FIGS. 9 and 10 show structures similar to the L-stock members 50, 52 illustrated in FIGS. 7 and 8. The L-stock members 50′, 52′ in FIGS. 9 and 10 are positioned near an annular hoop-shaped structure 72 which is formed near the top of wall 22 of tank 20. Hoop-like member 72 serves to support the top wall 36. Means for securing the top wall 36 to cylindrical wall 22 can be provided in any manner known in the prior art.

It will be understood that this disclosure, in many respects, is only illustrative. Changes may be made in details, particularly in matters of shape, size, material, and arrangement of parts without exceeding the scope of the invention.

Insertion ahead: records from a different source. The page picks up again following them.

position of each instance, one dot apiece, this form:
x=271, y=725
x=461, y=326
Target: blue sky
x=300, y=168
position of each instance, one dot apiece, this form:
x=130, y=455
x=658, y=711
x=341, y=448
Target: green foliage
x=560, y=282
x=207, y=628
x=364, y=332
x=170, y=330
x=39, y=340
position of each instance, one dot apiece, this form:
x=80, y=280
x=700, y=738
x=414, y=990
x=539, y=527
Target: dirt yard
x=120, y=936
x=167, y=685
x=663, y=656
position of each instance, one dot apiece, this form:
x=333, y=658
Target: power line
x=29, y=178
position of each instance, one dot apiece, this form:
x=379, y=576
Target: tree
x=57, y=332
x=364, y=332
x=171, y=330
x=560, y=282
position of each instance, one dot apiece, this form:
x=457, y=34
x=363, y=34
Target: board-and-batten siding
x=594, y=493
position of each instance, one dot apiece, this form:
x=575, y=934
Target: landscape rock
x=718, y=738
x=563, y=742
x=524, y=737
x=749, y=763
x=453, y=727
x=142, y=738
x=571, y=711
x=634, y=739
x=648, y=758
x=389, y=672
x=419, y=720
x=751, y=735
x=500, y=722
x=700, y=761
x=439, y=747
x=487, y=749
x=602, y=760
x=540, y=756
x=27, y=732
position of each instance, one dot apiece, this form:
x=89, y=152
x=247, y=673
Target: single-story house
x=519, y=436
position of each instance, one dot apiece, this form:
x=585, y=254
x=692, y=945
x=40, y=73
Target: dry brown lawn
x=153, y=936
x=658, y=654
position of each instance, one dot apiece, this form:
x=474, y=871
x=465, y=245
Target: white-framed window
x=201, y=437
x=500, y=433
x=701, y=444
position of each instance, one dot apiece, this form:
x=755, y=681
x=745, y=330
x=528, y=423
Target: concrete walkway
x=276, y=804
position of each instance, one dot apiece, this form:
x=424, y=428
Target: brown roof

Accordingly, the scope of the invention is as defined in the language of the appended claims.

Claims

1. A method for erecting a generally cylindrical wall of an intended structure such that, when erected, an axis of said structure is oriented substantially vertically, comprising the steps of: (a) positioning a plurality of pre-assembled arcuate segments of said cylindrical wall at a location proximate a foundation on which said structure is to be erected;(b) disposing a first arcuate segment at a corresponding situs on said foundation;(c) disposing a second arcuate segment at a corresponding situs on said foundation such that an axially extending edge of said second arcuate segment generally abuts a corresponding axially extending edge of said first arcuate segment;(d) positioning one or more additional arcuate segments at corresponding situses on said foundation such that an axially extending edge of each of said additional arcuate segments generally abuts a corresponding axially extending edge of an adjacent arcuate segment, wherein said generally cylindrical wall is completed; and(e) sealing seams defined by abutting edges.

2. A generally cylindrical wall erected in accordance with claim 1.

3. A method in accordance with claim 1 wherein axial dimensions of said arcuate segments are generally the same.

4. A method in accordance with claim 3 wherein said axial dimensions of said arcuate segments are generally the same as an intended height of the intended structure.

5. A method in accordance with claim 1 wherein said arcuate segments carry, spaced proximate each axially extending edge thereof, an axially extending flange, and wherein, when an axially extending edge of an arcuate segment generally abuts a corresponding axially extending edge of an adjacent arcuate segment, corresponding axially extending flanges are in substantially full engagement along an interface.

6. A method in accordance with claim 5 wherein said interface is arcuately spaced from an abutment of said corresponding axially extending edges.

7. A method in accordance with claim 1 wherein said sealing step comprises welding adjacent arcuate segments along said abutment of said corresponding axially extending edges.